Metformin and reduced vitamin B12 levels: new advice for monitoring patients at risk

A warning was issued in June 2022 by the Medicines and Healthcare products Regulatory Agency (MHRA) about metformin. It says:

“Decreased vitamin B12 levels, or vitamin B12 deficiency, is now considered to be a common side effect in patients on metformin treatment, especially in those receiving a higher dose or longer treatment duration and in those with existing risk factors. We are therefore advising checking vitamin B12 serum levels in patients being treated with metformin who have symptoms suggestive of vitamin B12 deficiency. We also advise that periodic monitoring for patients with risk factors for vitamin B12 deficiency should be considered.”

The known adverse drug reaction of vitamin B12 deficiency was recently reviewed after which, the MHRA agreed that the product information for medicines containing metformin should be updated to state that vitamin B12 deficiency is a common adverse drug reaction, and may affect up to 1 in 10 people who take it. It has also been updated to note that the risk of this adverse reaction occurring increases with increasing metformin dose, with treatment duration and in patients with risk factors known to cause vitamin B12 deficiency.

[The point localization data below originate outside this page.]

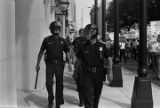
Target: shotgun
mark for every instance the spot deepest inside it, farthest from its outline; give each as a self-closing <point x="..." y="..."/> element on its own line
<point x="35" y="86"/>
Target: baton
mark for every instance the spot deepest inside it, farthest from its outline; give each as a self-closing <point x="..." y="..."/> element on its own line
<point x="35" y="86"/>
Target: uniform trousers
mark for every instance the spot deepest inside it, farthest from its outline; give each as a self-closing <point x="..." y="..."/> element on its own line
<point x="56" y="69"/>
<point x="93" y="83"/>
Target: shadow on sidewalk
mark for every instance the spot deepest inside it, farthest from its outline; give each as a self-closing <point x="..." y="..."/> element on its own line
<point x="39" y="101"/>
<point x="123" y="105"/>
<point x="71" y="99"/>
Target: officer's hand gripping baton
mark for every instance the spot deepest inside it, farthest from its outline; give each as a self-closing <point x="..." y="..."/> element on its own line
<point x="35" y="86"/>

The advice for patients and carers:

  • if you are taking metformin, seek medical advice if you develop new or worsening symptoms of extreme tiredness, a sore and red tongue, pins and needles, or pale or yellow skin – these can be signs of low vitamin B12 levels,
  • other symptoms may include mental disturbance (depression, irritability, cognitive impairment), glossitis (swollen and inflamed tongue), mouth ulcers, and visual and motor disturbances or it can be asymptomatic,
  • it is important for patients with anaemia or neuropathy caused by vitamin B12 deficiency to be diagnosed and treated as soon as possible to avoid the development of permanent symptoms,
  • you may need blood tests to find out the cause of your symptoms; these symptoms can also be caused by diabetes or other unrelated health issues,
  • you can keep taking metformin while vitamin B12 levels are being corrected,
  • do not stop your treatment without first discussing this with your doctor.

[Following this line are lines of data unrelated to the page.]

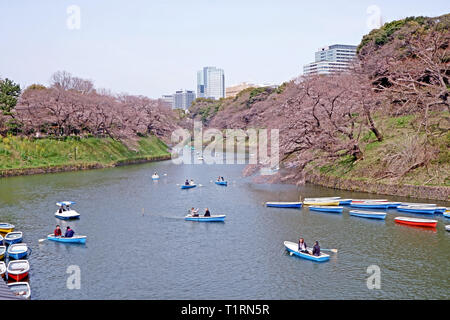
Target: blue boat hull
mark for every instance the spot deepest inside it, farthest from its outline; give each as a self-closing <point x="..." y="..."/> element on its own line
<point x="188" y="187"/>
<point x="369" y="206"/>
<point x="17" y="256"/>
<point x="368" y="216"/>
<point x="326" y="210"/>
<point x="9" y="242"/>
<point x="423" y="211"/>
<point x="67" y="240"/>
<point x="308" y="256"/>
<point x="299" y="205"/>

About metformin and vitamin B12 deficiency
Metformin is a medicine authorised to treat Type 2 diabetes mellitus, to help prevent Type 2 diabetes in patients at high risk of developing it and sometimes as an addition for Type 1 diabetes treatment.

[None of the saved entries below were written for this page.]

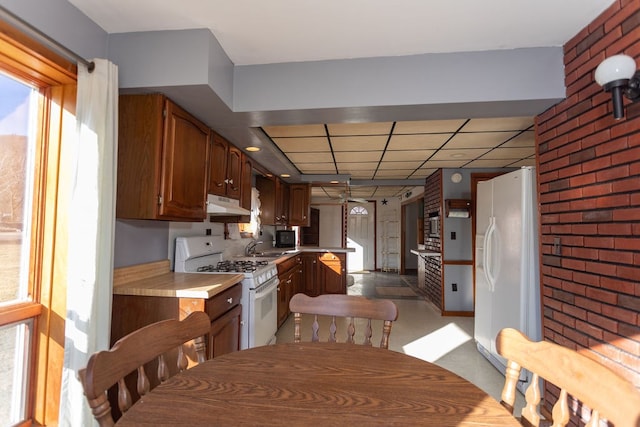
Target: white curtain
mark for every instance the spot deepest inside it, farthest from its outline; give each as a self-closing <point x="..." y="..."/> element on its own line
<point x="91" y="231"/>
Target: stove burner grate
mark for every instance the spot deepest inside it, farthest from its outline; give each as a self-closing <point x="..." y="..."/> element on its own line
<point x="231" y="266"/>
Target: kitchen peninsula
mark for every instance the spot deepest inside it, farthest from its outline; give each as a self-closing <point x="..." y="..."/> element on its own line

Vitamin B12 is a nutrient that helps to keep the body’s nerve and blood cells healthy. It is found in foods of animal origin including milk, cheese, yoghurt, and eggs. It is also added to some fortified foods such as breakfast cereals. Common causes of vitamin B12 deficiency include infections, malabsorption, medical conditions (Crohn’s disease, pernicious anaemia), gastric resection, and inadequate dietary intake.

The risk factors for vitamin B12 deficiency include:

  • baseline vitamin B12 levels at the lower end of the normal range,
  • conditions associated with reduced vitamin B12 absorption, such as elderly people, those with gastrointestinal disorders such as total or partial gastrectomy, Crohn’s disease and other bowel inflammatory disorders, or autoimmune conditions.
  • diets with reduced sources of vitamin B12, such as strict vegan and some vegetarian diets,
  • concomitant medication known to impair vitamin B12 absorption including proton pump inhibitors or colchicine,
  • genetic predisposition to vitamin B12 deficiency, such as intrinsic factor receptor deficiency.